てっきりトンデモ本なんじゃないかと多少期待(?)してのものでした(笑)

 いわゆる「不滅の恋人」へのラブレターとされる3通の手紙に対する新たな解釈を提示するものなんです。ラブレター自体については恥ずかしながらどのようなものなのか詳細には知りませんでした。この手紙に基づく映画もありましたが、ちょうど忙しい時期だったので、気になりつつも観れずじまいでした。

 この本ではその実物が掲載されていました。そして、恋文としてはおかしな部分が何箇所かあると指摘されています。たとえば、なんでいきなりエステルハージが出てくるねん!など。また、手紙が書かれたとされるテプリッツも手紙が書かれた時には単なる保養地以上の意味を持っていたようです。さらに日記が書かれた日付と言うのが1812年です。当時はオーストリア秘密警察が、主に彼らの敵であるナポレオン陣営の動きを監視するために検閲を行っていました。
 それら情報を基に判断すると、これはベートーヴェンの仲間へと送った暗号文だということになるようです。ラブレターを装ったのは検閲逃れのためだったとか。この結論および送った相手の情報が本の最初に公開されてしまいます。そして残りの部分は、当時の政治経済状況を追いながらその仮説を裏付ける構成となっています。また、「不滅の恋人よ」と呼びかける相手は実在するものではなく、象徴的なとあるものを指すという推測もうなずけるものでした。

 1812年といえば、こちらでご紹介した動画にもあるように、ナポレオンのロシア遠征がありました。

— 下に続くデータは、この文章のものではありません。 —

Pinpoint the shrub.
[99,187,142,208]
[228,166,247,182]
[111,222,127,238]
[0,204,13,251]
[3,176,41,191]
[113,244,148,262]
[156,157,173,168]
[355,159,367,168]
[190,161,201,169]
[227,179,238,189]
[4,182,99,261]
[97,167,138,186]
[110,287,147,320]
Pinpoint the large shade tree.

当時はナポレオンが大陸封鎖政策をとっていたのですが、ロシアはそれに従わなかったのですね。ちなみに、ベートーヴェンの仲間はナポレオンを支持していましたし、大陸封鎖政策によって莫大な利益を獲得していたようです。

 ベートーヴェンの印象というのは音楽一筋の芸術家で、浮世離れしていて、音楽以外の一般社会に対する興味はまったくなく、こちらにも書いたように非凡過ぎるために孤立していたとの印象を持っていましたが、実は政治にも積極的に参画し、考えが同じ仲間たちと積極的に交流していたという話は意外に感じました。

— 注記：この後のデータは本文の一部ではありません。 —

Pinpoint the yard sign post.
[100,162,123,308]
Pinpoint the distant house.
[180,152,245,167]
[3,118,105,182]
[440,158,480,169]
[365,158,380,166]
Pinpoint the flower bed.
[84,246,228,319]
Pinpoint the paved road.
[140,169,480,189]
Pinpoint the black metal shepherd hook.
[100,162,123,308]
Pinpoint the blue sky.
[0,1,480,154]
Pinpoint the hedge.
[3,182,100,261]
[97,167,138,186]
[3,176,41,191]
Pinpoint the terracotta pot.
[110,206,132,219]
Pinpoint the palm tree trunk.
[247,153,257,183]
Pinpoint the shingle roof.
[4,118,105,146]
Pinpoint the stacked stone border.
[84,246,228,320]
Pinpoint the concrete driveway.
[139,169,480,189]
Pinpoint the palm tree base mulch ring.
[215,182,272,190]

 ロシア遠征の結果はみなさんご存知の通り、ナポレオンの敗退により終了します。大陸封鎖も失敗に終わり、支配下においていた国々の独立を招きます。最終的にはナポレオンは追放されるのですが、ベートーヴェンに経済援助をしていたナポレオン派も多くは没落し、復活した守旧派により罰せられ、ベートーヴェンも経済的後ろ盾を失い、さらにウィーンで監視下に置かれてしまいます。経済援助もないわけで苦しい生活を送り、周りも敵ばかりで、この時期のベートーヴェンの印象から孤高の人との評価が出てきたのかも知れません。

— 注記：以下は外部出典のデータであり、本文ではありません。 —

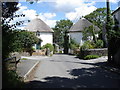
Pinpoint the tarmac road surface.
[26,54,120,89]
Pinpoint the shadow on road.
[25,65,120,88]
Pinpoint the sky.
[11,0,119,29]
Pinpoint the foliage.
[84,8,107,30]
[3,30,39,57]
[21,58,28,60]
[95,40,103,48]
[3,70,25,88]
[82,25,98,43]
[84,8,113,47]
[80,41,94,51]
[41,43,54,52]
[53,20,73,47]
[70,38,80,49]
[84,55,99,60]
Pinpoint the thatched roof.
[69,18,100,32]
[24,18,53,32]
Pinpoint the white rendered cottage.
[69,18,99,45]
[25,18,53,49]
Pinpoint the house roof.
[24,18,53,32]
[112,7,120,15]
[69,18,100,32]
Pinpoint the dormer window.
[36,31,40,36]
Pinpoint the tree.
[85,8,113,47]
[84,8,107,30]
[106,0,113,63]
[83,25,98,43]
[53,20,73,47]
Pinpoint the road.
[26,54,120,89]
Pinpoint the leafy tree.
[84,8,107,30]
[12,30,40,54]
[85,8,113,47]
[53,20,73,47]
[83,25,98,43]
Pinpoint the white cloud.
[65,3,97,21]
[10,3,56,29]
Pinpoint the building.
[69,18,100,45]
[24,17,53,49]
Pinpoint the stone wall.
[82,48,108,56]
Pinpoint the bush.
[70,39,79,49]
[84,55,100,60]
[80,41,94,51]
[3,70,25,88]
[95,40,103,48]
[41,43,54,52]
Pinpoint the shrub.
[3,70,25,88]
[41,43,54,52]
[70,39,79,49]
[95,40,103,48]
[80,41,94,51]
[84,55,100,60]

 また、ナポレオンに関しては交響曲第3番のエピソードがあまりにも有名ですね。ナポレオンが皇帝に即位したのに対して抗議して「ナポレオンに捧ぐ」と書かれていたのをペンで消した、というものがありますが、それは後に守旧派によって作られた話だとのことでした。もちろん、どっちにしても証拠はいっさいないのですが(笑)

 そのような時期に書かれた「第九」は自由を高らかに歌うアジテーションだともされています。詳細は読んでいただくとして、単なるシンフォニーにしてはエネルギーがあるのは、鬱屈していた思いをぶつけたせいかも知れません。

 結論として、トンデモ本との期待は良い意味で裏切られた気がします。真実かどうかはわかりかねますが、少なくとも楽しませてくれる良書でした。どこまでが妄想でどこからが何らかの情報を基にした歴史的事実なのか判別しがたいのが問題ですが、この本は論文を新書にしたとあります。ひょっとしたら論文だときちんと個々の情報の記載された元の文献を引用する脚注がちゃんとあったりするんかも知れませんね。新書で一般向けにするために脚注外しちゃったんでしょうか?そうだとしたらもったいないですね。

 作者は、「第九」についてももっと深く掘り下げたものを書きたいと考えているようです。新たな新解釈が出てくるかも知れなく、楽しみです。